Pinning down a description of the new home of Mogens and Nicki Smed is almost as difficult as defining Mogens himself. The enigmatic 70-year-old entrepreneur and co-founder of DIRTT, a Calgary-based pre-fab interior design and construction company, has been described variously as brilliant, charismatic and highly demanding. This past January Mogens was removed as CEO and given the role of executive chairman. He was ousted from that role in September.
The home, which the Smeds call Hygge, the Danish word most often translated as “coziness,” was built to serve as both their primary residence and as a show suite and research-and-development site for DIRTT. In the year since it was completed, more than 200 groups of up to 40 people toured the home.
Earlier this year, the Financial Post reported that DIRTT’s fourth-quarter losses included $2.9 million related to construction of Hygge, with the Smeds paying more than $4 million in addition to that — the high costs due in large part to the research and development aspect of the innovative construction process.
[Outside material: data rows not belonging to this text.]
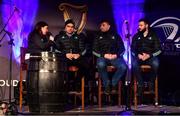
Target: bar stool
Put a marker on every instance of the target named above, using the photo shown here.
(145, 69)
(100, 92)
(76, 93)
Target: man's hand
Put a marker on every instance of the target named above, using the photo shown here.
(110, 56)
(51, 38)
(113, 56)
(140, 56)
(107, 56)
(145, 56)
(69, 56)
(76, 56)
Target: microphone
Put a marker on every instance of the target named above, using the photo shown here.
(126, 21)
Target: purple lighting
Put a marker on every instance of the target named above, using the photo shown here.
(127, 11)
(21, 22)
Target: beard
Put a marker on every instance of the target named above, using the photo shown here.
(142, 31)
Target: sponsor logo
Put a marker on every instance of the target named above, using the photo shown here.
(169, 33)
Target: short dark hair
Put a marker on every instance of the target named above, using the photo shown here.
(39, 25)
(69, 21)
(106, 21)
(144, 20)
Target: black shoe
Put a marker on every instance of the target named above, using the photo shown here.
(107, 90)
(127, 108)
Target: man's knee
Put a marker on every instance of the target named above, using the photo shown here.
(101, 64)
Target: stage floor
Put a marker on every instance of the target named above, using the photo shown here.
(115, 110)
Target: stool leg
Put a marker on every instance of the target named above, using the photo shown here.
(135, 93)
(82, 92)
(156, 91)
(119, 93)
(99, 92)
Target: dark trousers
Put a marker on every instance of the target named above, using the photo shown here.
(136, 63)
(120, 65)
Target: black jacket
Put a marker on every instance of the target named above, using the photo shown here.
(108, 42)
(72, 44)
(37, 44)
(149, 44)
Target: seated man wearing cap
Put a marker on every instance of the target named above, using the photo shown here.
(72, 46)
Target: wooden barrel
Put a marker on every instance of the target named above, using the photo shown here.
(45, 82)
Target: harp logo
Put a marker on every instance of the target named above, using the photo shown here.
(169, 33)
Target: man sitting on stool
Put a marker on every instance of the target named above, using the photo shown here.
(109, 49)
(72, 46)
(145, 49)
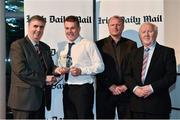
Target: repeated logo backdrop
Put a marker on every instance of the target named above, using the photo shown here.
(135, 13)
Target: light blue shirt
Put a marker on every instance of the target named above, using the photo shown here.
(86, 56)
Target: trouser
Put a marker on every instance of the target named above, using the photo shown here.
(78, 101)
(106, 106)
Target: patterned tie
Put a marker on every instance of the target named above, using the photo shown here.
(37, 48)
(68, 61)
(145, 59)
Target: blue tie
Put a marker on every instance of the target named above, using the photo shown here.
(144, 67)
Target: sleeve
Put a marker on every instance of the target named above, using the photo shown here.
(21, 68)
(97, 65)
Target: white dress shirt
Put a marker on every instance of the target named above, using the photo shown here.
(86, 56)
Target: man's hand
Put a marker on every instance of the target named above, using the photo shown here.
(75, 71)
(50, 79)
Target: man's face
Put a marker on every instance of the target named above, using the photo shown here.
(147, 35)
(35, 30)
(115, 27)
(71, 30)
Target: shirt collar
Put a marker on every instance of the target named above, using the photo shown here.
(152, 46)
(34, 43)
(77, 40)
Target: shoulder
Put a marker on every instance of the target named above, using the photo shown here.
(18, 42)
(44, 45)
(164, 48)
(102, 41)
(128, 41)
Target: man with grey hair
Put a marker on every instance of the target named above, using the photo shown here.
(111, 92)
(151, 72)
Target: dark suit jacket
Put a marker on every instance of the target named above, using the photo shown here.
(28, 76)
(112, 73)
(161, 75)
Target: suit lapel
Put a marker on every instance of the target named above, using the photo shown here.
(108, 48)
(154, 58)
(139, 62)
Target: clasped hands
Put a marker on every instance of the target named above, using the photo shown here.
(75, 71)
(117, 89)
(143, 91)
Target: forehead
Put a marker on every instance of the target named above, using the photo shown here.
(112, 20)
(37, 22)
(70, 24)
(147, 27)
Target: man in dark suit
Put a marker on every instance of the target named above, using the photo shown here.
(111, 93)
(150, 77)
(31, 77)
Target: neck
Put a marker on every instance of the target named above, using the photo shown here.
(116, 38)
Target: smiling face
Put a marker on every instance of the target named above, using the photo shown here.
(116, 26)
(35, 30)
(72, 30)
(148, 33)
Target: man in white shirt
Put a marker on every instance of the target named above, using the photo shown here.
(85, 62)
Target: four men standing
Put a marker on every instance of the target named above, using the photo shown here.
(131, 81)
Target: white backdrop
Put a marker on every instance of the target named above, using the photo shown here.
(134, 11)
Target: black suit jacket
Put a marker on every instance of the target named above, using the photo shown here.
(113, 69)
(161, 75)
(28, 76)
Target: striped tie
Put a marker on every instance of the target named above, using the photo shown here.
(145, 59)
(37, 48)
(69, 59)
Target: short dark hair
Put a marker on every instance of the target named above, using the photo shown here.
(37, 17)
(120, 18)
(72, 18)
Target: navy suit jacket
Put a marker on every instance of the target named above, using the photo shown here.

While the term pre-fab usually conjures images of boxy and bland modular construction, with Hygge, architect Cheryl Link has used the advantages of the factory-made walls to craft angles and arches that would be nearly impossible to create by hand on site. “The computer doesn’t care if there are 90-degree angles,” says Mogens, “it can be whatever angle you want.” And so instead of being set at right angles, the walls lean and curve, creating a sense of great space and even movement.
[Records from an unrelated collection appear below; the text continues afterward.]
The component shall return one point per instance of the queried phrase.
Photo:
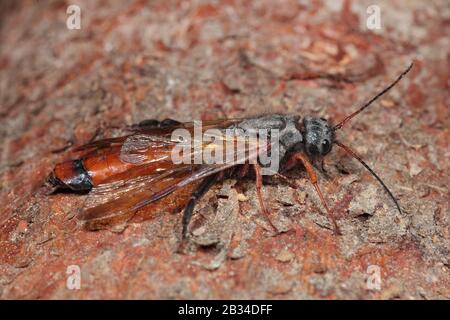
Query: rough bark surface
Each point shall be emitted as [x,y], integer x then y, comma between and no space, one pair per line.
[204,60]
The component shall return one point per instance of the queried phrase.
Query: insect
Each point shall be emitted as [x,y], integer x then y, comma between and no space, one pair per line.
[130,172]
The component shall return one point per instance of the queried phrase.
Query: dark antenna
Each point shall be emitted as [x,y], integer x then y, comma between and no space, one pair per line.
[354,155]
[341,124]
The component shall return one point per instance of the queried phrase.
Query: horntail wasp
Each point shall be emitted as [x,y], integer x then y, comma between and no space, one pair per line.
[127,173]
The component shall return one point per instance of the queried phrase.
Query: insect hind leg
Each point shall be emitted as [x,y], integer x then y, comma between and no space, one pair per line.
[201,189]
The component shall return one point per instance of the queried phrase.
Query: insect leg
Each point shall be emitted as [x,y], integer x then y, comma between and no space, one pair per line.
[259,193]
[202,188]
[313,178]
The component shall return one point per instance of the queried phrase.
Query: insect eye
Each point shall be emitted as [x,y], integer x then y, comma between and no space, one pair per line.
[326,146]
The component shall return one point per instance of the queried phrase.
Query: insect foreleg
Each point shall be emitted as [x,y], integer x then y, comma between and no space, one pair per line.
[314,180]
[259,193]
The exteriors of the home and the garage are covered in metallic tile in a variety of tones that catch and reflect the changing light. Inside, DIRTT interior designer Debbie Carruthers has also used subtly reflective metallic wall treatments in many rooms, brightening and opening the space.
“It’s almost vulgar to say that this house is small,” says Mogens. At the same time, it is surprising to learn that Hygge comes in at 2,900 square feet on the main floor — the space feels much larger. Knowing that the Smeds used to live in what is now the Azuridge Estate Hotel, it is a bit disarming to see them and their four enormous dogs (a Great Dane, two British mastiffs and a standard poodle) living large in a normal-sized home. “Our Priddis house was 18,000 square feet and would feel crowded very quickly just because of the way the spaces were broken up,” says Mogens. In Hygge, Link spent a lot of time figuring out how to make this much smaller space feel expansive and ready for the large groups that it would host.
With the large deck that runs the length of the back of the house and the outdoor kitchen at the front, Link created a well-used outdoor space that extends the true living area by just under 2,000 square feet. Soaring ceilings and a curving hallway that starts out quite wide and then narrows as it goes further into
the private areas of the home both create the illusion of a larger space. Link has also positioned the interior doorways to all open to views of the outside, drawing the eye out.
Aging in place was another key consideration in the design. Carruthers selected fixtures, door knobs and other hardware throughout the home that accommodate easily for arthritis or other disabilities, the doorways are wide enough for wheelchair accessibility and most of the home is on one level. But for now, the loft space Link created overlooking the living-dining room area is a cozy refuge that Nicki says is her favourite spot in the home.
Carruthers used DIRTT walls for the interior and the building processes and materials were selected for their sustainability and low environmental impact. However, the use of high-tech wall panelling, laser-cut metals and the latest in everything from triple-paned windows, to wiring, to cabinet hardware is less noticeable than the overall feeling of natural materials and complementary colour schemes. All of which, of course, makes Hygge so exceptional. In terms of architecture this isn’t what you expect of pre-fab and in terms of the interior design this isn’t what you expect of wall paneling systems; it is all so much more.
5 Ways Hygge House Brings Together the Past and the Future
DIRTT built Hygge to showcase its capabilities and to test its materials and procedures. The home is the first building the company built from the ground up. Here are five ways it marries the past and the future of design and construction.
1. Architect Cheryl Link designed the home with paper sketches and physical models. Her designs were translated into a digital platform and a virtual reality space and finally made into files for the factory production of the walls and roof.
2. The style mimics timber-frame design, but the timbers don’t breach the exterior walls, cutting down on thermal-bridging heat loss.
3. New-growth sustainable forest wood was used to create the factory-made cross-laminated timbers. The structure was put together with centuries-old techniques of mortise and tenon and dovetail joints; the only metal connection in the whole house is in the sheer plates at the bottom of the timbers.
4. Among those who have toured Hygge are executives of the Frank Lloyd Wright Foundation, who said that the home “celebrated the spirit” of the iconic American architect. The inspiration can be seen most clearly in the custom DIRTT pantry doors in the kitchen and the laser-cut metal panels used in the hallway and outside along the garden.
5. Hygge house was designed to stand the test of time. “You have to build for generations. We really designed this for our great-grandchildren,” says Mogens.